Как в популярной оперетте: «Власть переменилась – скидовай сапоги!» Скинули и председателей исполкома и Горзавета. Самого Горзавета не стало тоже. Вместо него придумали сперва Земельный комитет или Земком. Включили в него избираемых депутатов. И, чтобы власть продолжала оставаться якобы людской с человеКческим лицом, и в некотором роде коллективной, удумали объединить зеков в общее собрание – Земкское собрание… Но так стало потом – после потопа реформ. А мы вернёмся к тому, что было до «потома» – потопа.
Было то, что власть в городе по существу не избиралась. Людей просто ставили перед фактом: с такого-то числа такой-то человек станет для вас оригинальным подобием отца родного – председателем исполкома. Никакой политической борьбы не было и быть не могло. Выборов, в подлинном смысле этого слова, – тоже. Правящей и направляющей, и руководящей, и прочая прочая партии Страны Заветов, ППСЗ, она же коммунистическая, она же, по мнению некоторых, комумистическая – на грани мистики, бороться было не с кем и поэтому она всегда выходила абсолютным победителем без поражений во всех случаях неборьбы внутри страны. Даже если что-нибудь её поражало – по существу. Но существо – была она сама, и по этой простой причине всякое существо оказывалось не существенным, кроме неё самоё. Выборы превращались в примитивное голосование без альтернатив. Критика в адрес руководителей района со стороны кого бы то ни было категорически допускалась только в местах общего пользования, для семьи, – на кухне или, ещё лучше, там, где очень хорошо и конструктивно производится материальное воплощение дум – в туалете.
Так продолжалось вплоть до Великой Перестройки всего и вся в стране. Да и при её начале долгое время не наблюдалось. Ведь все: и председатель Горзавета, и председатель исполкома оного олицетворяли Заветскую власть и поэтому недовольство ими являлось антизаветским со всеми из оного понятия вытекающими… Критиковать, ломать, стричь, обрывать листья с обеих «ветвей власти», выбрасывать их или жечь могло только партийное руководство.

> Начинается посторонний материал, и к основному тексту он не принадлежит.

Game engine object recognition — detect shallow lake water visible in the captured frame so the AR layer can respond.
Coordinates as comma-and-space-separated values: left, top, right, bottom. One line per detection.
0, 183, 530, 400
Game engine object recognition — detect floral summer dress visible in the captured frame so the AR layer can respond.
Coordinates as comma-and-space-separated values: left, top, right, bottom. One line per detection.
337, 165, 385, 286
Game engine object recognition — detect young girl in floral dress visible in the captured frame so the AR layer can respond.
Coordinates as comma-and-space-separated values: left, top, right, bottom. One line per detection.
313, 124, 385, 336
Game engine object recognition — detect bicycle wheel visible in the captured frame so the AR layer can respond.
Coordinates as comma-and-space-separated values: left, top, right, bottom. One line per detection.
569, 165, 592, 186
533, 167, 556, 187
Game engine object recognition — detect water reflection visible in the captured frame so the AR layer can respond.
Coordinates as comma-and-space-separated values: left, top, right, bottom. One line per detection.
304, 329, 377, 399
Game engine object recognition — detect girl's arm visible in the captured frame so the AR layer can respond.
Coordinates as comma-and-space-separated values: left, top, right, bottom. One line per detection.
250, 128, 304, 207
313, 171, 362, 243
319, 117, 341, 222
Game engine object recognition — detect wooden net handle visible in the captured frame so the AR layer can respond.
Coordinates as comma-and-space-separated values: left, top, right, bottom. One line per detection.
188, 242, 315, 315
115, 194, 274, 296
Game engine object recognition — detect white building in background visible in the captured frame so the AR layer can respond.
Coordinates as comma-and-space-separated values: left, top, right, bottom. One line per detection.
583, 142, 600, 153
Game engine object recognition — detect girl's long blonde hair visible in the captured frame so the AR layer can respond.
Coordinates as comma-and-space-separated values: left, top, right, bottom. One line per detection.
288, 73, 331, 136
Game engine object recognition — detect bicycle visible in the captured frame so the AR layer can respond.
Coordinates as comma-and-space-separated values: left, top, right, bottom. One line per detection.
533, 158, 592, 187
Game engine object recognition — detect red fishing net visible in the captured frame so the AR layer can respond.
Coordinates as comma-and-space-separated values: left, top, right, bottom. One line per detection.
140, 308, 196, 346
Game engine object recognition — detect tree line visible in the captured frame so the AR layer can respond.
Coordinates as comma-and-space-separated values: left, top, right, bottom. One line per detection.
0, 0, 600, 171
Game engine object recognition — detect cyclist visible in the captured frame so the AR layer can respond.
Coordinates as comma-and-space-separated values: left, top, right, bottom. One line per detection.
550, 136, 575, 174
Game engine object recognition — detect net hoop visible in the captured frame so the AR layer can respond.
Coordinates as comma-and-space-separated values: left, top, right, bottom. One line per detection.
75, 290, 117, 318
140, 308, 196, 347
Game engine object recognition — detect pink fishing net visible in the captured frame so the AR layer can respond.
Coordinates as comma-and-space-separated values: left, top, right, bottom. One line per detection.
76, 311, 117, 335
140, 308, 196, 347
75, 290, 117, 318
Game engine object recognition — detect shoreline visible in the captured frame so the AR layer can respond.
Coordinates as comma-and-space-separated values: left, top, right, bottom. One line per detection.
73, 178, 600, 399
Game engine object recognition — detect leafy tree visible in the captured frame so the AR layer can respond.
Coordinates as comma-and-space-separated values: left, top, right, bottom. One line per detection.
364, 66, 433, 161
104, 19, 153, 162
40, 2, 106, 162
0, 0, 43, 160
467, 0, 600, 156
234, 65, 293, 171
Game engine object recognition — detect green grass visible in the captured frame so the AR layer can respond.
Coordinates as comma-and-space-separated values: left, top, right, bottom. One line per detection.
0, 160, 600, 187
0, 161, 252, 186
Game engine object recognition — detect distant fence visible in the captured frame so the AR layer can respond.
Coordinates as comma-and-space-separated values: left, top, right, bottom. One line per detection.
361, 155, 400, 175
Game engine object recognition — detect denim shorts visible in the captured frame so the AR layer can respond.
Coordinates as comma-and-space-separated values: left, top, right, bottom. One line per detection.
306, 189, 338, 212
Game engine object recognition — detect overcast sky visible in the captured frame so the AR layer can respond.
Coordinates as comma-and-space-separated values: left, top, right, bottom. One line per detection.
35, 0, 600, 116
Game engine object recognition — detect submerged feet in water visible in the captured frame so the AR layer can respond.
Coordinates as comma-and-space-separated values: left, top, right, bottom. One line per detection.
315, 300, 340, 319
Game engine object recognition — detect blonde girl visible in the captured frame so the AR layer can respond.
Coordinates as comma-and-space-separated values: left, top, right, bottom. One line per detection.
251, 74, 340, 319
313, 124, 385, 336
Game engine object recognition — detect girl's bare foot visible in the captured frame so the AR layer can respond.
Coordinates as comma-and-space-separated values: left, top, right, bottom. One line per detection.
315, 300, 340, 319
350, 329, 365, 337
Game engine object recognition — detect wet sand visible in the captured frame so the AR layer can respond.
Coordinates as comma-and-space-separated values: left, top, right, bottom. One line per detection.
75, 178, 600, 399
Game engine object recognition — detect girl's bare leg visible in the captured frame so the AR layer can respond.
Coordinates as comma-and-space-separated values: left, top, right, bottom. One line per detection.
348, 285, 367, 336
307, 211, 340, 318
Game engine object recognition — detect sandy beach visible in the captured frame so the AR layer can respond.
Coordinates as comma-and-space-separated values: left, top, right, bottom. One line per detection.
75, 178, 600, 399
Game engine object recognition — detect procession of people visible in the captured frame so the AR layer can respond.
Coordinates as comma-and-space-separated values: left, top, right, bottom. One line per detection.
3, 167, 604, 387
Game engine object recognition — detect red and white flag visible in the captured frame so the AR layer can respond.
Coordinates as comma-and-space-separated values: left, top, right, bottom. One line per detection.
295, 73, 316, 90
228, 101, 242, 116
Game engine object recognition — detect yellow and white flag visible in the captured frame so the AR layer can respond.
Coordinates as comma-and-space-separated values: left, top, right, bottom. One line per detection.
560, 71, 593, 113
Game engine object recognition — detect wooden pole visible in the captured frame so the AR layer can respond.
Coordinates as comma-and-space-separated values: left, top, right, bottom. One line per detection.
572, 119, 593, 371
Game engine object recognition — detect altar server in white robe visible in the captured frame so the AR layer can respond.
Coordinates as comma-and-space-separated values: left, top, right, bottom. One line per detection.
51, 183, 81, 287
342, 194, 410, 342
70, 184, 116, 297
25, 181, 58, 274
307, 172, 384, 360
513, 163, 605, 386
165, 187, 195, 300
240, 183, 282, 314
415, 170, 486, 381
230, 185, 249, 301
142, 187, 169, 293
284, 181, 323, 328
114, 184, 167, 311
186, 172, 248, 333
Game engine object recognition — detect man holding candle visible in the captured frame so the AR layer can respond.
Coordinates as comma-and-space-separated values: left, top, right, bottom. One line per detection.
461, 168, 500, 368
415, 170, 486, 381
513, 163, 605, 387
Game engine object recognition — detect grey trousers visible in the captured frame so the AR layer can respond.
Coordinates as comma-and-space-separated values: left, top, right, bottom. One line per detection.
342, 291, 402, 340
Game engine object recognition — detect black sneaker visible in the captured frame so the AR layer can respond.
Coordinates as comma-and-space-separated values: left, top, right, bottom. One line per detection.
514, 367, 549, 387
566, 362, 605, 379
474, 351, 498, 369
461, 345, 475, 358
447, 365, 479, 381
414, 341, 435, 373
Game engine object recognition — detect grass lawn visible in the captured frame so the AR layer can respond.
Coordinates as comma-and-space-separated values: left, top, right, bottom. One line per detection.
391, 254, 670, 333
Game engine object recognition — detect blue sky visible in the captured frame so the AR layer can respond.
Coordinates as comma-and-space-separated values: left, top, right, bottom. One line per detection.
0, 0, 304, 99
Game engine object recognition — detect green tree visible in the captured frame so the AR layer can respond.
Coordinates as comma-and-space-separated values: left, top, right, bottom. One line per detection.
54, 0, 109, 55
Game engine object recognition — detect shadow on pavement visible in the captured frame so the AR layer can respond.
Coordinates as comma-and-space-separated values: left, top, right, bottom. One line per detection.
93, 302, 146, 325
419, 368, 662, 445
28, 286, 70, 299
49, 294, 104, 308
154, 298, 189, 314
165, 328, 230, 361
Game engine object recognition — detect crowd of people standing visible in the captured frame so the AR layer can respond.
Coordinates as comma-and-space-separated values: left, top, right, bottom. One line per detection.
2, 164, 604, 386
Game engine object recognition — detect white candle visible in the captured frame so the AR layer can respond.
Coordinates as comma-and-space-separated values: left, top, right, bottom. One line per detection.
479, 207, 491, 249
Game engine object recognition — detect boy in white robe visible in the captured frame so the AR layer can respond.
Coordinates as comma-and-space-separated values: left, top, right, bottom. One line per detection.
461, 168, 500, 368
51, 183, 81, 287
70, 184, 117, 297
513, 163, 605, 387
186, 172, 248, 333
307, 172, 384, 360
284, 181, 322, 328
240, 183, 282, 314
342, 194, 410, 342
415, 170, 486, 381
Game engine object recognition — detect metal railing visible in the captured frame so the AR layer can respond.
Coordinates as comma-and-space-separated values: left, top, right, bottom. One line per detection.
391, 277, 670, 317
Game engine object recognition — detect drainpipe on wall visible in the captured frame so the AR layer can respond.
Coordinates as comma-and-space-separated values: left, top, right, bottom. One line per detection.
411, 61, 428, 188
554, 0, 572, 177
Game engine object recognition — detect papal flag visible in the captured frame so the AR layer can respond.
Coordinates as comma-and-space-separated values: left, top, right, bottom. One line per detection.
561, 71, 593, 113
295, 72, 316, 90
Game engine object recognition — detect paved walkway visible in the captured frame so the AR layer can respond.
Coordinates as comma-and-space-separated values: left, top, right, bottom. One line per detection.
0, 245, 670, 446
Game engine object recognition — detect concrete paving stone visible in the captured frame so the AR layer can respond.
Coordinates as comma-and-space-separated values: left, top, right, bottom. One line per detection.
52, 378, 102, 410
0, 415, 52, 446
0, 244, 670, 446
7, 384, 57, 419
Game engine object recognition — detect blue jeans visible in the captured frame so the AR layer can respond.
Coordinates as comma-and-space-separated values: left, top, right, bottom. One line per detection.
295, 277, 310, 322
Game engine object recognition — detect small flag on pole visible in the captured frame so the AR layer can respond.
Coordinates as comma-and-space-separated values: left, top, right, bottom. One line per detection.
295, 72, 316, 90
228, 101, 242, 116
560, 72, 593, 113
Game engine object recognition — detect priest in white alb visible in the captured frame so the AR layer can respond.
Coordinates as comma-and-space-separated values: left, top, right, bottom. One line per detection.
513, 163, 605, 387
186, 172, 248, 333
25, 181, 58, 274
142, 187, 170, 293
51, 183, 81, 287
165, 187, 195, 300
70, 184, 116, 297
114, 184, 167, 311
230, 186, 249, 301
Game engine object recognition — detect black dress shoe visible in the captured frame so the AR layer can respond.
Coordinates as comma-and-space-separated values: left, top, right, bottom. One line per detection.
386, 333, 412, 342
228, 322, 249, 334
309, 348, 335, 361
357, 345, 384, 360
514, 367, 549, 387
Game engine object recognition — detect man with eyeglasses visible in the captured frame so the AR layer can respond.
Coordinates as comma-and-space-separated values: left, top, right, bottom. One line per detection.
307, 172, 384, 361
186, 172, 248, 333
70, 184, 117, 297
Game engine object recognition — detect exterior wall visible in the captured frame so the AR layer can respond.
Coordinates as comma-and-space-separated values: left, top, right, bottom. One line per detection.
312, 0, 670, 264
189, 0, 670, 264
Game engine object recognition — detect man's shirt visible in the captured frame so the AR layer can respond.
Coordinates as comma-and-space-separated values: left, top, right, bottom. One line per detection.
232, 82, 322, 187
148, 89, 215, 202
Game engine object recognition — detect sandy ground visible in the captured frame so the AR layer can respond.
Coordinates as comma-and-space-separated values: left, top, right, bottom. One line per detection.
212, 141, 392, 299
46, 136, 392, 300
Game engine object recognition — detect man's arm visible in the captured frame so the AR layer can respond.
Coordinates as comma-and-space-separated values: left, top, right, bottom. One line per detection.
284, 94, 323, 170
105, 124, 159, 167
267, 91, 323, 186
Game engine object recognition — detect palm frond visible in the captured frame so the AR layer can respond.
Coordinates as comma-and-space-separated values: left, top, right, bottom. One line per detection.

Делалось такое только в исключительных случаях и очень деликатно: есть, мол, отдельные недостатки, они будут несомненно и непременно устранены, а в целом по стране и по району, и по городу всё успешно развивается и преуспевает, и все мы идём верной дорогой к своему светлому будущему. Кто самым бессовестным, и несознательным, образом этому не верит – пусть посмотрит на плакаты, расставленные вдоль всех магистралей: на них портреты нашего Вождя всех пролетариев и чёткие его слова: «Верной дорогой идёте, товарищи!» И пусть устыдится своей тёмной неправоты.